This week’s Cool Designs is all about print pieces that change the way we look at or experience familiar concepts, including a book that embodies its architectural subject matter, a card game that makes us reexamine military actions overseas, and a poster that doubles as a musical instrument. (You can find previous Cool Designs of the Week right here.)
Architectural Book Design
In recent years we’ve become greatly spoiled by a plethora of volumes that act as archives on their given subjects, usually containing pull-out reproductions of ephemera such as brochures, movie scripts and so on. Yet seldom have we seen that attention to detail carried over to the book itself in the same way as Marton Borzak’s tome on Hungarian architect Gabor Farkas. As it turned out, an exposed binding was the perfect match to a type of building for which Farkas was famous. In addition, to cut down on the cost of including ephemera, the makers ended up “perforating the pages so the machines could assemble and bind them, and when the book was ready those pages were torn out at the perforation.” The inclusion of reproductions of the architect’s various notes is a welcome bonus.

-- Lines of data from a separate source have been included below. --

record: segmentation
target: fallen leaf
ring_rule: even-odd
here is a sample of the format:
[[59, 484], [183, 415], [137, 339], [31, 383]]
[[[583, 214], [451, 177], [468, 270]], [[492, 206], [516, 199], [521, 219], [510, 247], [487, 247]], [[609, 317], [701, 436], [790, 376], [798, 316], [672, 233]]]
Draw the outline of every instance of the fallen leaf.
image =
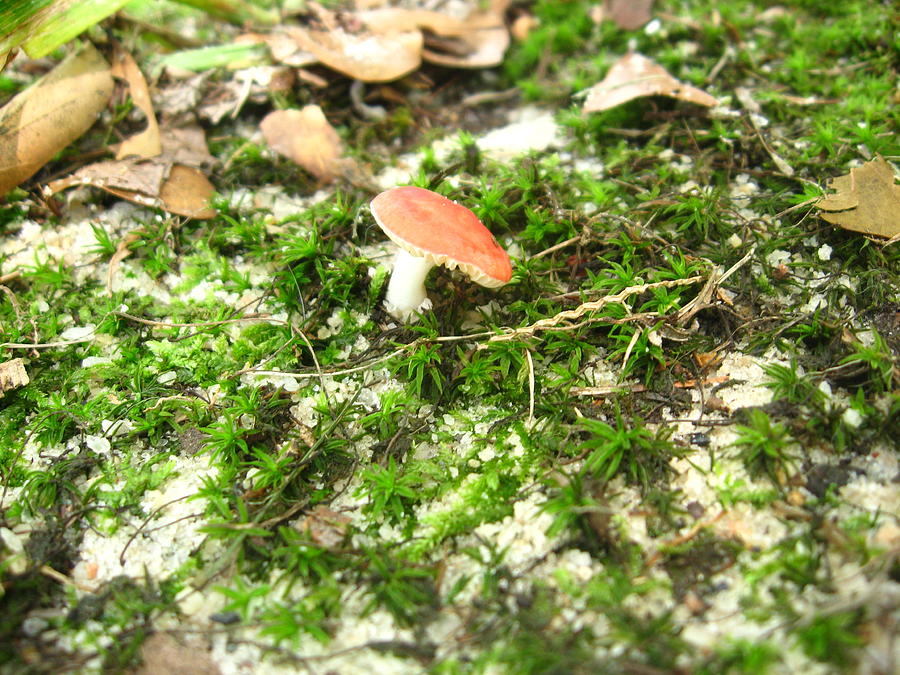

Drone Strike Card Game Design
If the above heading makes you uncomfortable, you’re not alone. When we first heard of “Bycatch,” we weren’t sure if it was a sick joke or an art project designed to make us think; fortunately it turned out to be the latter. Created by Subalekha Udayasankar and Dutch design consultancy Hubbub, the card game mimics the faulty intelligence and civilian deaths found in the use of military drones today. FastCoDesign walks us through the equally problematic game play:
“You hold a collection of citizen cards in your hand, with the goal to keep these people safe. But when an opponent shouts, ‘Surveil!,’ you must freeze exactly how you’re holding your hand while they reach around your cards to snap a photo. If they see an intended target—or even if they think that blurry image might be the right person—they can order a drone assassination….A civilian casualty will cost you 10 points. But killing your suspect will earn you 100 points. So the game’s mechanics actually lure you into an aggressive posture, to make every effort to get your strikes right, but not make too many apologies when you don’t.”
As with most pieces of foreign policy, “Bycatch” opens itself up to grumbling from both sides of the political divide. Still, any piece of art that encourages further discussion of a thorny moral issue has to be respected.
Sound Poster 4 Design
While most of us are at home tucked up in our beddy-byes, the demented minds over at design firm Trapped in Suburbia appear to be contemplating the best way to mess with people who mess with the posters they make. How else to explain the fact that they’ve now created posters that either play music, hide, or (everyone’s favorite) explode. With Sound Poster 4 they’ve returned to the least socially objectionable response, music, this time by using a conductive layer beneath the print itself to sense the proximity of the user. By interacting with two key spots on the poster, you can actually get a nice theremin effect (though it doesn’t quite have that spooky movie sound we’ve come to equate with that instrument).